Shortly after, however, Apple and Google removed Parler from their stores. Their reason: Parler does not manage its user’s posts which leads to encouraged violence. Amazon followed suit by barring Parler access to Amazon’s webhosting service because they had violated Amazon’s rules. This meant the end of Parler if they would not find an alternative host.
Some celebrated Big Tech’s, long-awaited, involvement in taking responsibility for managing the spread of disinformation and hate speech on their platforms. After all, what are the societal consequences? On the other hand, others have expressed their worries that a company, not legislators, can curtail freedom of speech. Who should decide? On Thursday February 25th 12:00-13:00, we discuss this dilemma with Marleen Stikker (Waag Society) and Judith Moller (University of Amsterdam).
If you want to join, please register via pept@uva.nl and you will receive the Zoom link by email.
Marleen Stikker (1962) is founder of Waag Future Lab, a social enterprise that consists of a research institute for creative technologies and social innovation and Waag Products, that launched companies like Fairphone, the first fair smartphone in the world.
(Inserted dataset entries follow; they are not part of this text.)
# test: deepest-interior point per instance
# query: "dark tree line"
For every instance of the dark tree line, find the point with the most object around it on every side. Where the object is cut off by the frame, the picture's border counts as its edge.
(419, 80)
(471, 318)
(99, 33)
She is also founder of 'De Digitale Stad' (The Digital City) in 1993, the first virtual community introducing free public access to the Internet in Amsterdam. She is a member of the European H2020 Commission High-level Expert Group for SRIA on innovating Cities/DGResearch and the Dutch AcTI academy for technology & innovation. Marleen Stikker strongly adheres to the Maker's Bill of Rights motto: "If You Can't Open It, You Don't Own It". Marleen believes that society needs open technologies that meet societal challenges.In her recent book, ‘Het Internet is stuk’, Stikker argues that Big Tech has taken over the Internet and proposes how users can reclaim it.
Judith Möller is Assistant Professor for Political Communication at the Department of Communication Science at the University of Amsterdam. She is affiliated with the Amsterdam School of Communication Research (ASCoR), the Center for Politics and Communication (CPC), and the Information, Communication, & the Data Society Initiative (ICDS). In her research, she focuses on the effects of political communication, in particular, social media and digital media. She is fascinated by the complex relationship between expressions of citizenship and communication characterized by intertwined causal links and conditioned by the political system. She researches the impact of tailored political communication on the individual user and society at large and the role of (new) media in the process of attitude formation, specifically as part of the political socialization processes.